Durango, Durango. - El arzobispo Faustino Armendáriz expresó su firme rechazo a la despenalización del aborto en Durango, comparando esta práctica con la contratación de un sicario para matar a un bebé no nacido. Destacó que interrumpir un embarazo es un tema que no admite negociación.
Durante una reciente declaración, Armendáriz fue interrogado sobre la presión ejercida por colectivos feministas en el Congreso del Estado. Resaltó que la postura de la Iglesia Católica sobre la vida y la concepción es clara, y que no cambiará en respuesta a las demandas externas.
El arzobispo enfatizó su respeto hacia las opiniones diversas, pero instó a los legisladores a mantener coherencia en sus decisiones.

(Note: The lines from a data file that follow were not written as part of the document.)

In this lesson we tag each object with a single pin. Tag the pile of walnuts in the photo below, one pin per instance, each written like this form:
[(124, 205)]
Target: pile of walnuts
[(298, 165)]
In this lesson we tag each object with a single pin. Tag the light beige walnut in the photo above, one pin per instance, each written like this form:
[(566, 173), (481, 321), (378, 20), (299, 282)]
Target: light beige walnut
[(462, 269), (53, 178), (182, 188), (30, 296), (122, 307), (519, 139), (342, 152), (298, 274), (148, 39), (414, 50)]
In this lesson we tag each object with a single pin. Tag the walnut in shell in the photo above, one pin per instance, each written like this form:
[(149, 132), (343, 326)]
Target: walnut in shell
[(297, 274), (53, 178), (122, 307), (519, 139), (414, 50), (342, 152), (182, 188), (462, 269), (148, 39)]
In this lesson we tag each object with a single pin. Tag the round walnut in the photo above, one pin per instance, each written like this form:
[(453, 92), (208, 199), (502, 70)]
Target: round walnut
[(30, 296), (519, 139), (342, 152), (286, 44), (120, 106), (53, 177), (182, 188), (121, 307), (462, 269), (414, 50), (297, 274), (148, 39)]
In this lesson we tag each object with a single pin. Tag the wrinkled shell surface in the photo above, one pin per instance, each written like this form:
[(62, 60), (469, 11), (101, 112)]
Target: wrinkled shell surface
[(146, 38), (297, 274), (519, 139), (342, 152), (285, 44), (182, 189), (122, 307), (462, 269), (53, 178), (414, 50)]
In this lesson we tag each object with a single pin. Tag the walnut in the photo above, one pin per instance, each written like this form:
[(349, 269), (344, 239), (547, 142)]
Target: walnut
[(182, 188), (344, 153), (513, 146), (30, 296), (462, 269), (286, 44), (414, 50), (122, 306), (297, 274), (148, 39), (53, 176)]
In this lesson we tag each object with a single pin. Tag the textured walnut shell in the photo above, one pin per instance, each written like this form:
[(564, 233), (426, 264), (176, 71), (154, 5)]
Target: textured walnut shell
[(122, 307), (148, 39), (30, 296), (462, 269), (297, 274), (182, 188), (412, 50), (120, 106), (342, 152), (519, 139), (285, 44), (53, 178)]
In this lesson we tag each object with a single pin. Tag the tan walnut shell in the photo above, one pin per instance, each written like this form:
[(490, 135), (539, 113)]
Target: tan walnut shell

Afirmó que cualquier intento de legalizar el aborto contradice el principio católico de proteger la vida desde su inicio.
Armendáriz también hizo un llamado a la sociedad para reflexionar sobre este asunto, recordando que el debate sobre la despenalización del aborto sigue siendo un tema candente en Durango. La Iglesia continuará defendiendo su visión sobre la vida, mientras las discusiones en el ámbito legislativo siguen en curso.
La objeción del arzobispo se suma al debate nacional sobre el aborto, donde diversas voces, tanto a favor como en contra, siguen surgiendo en distintos estados del país.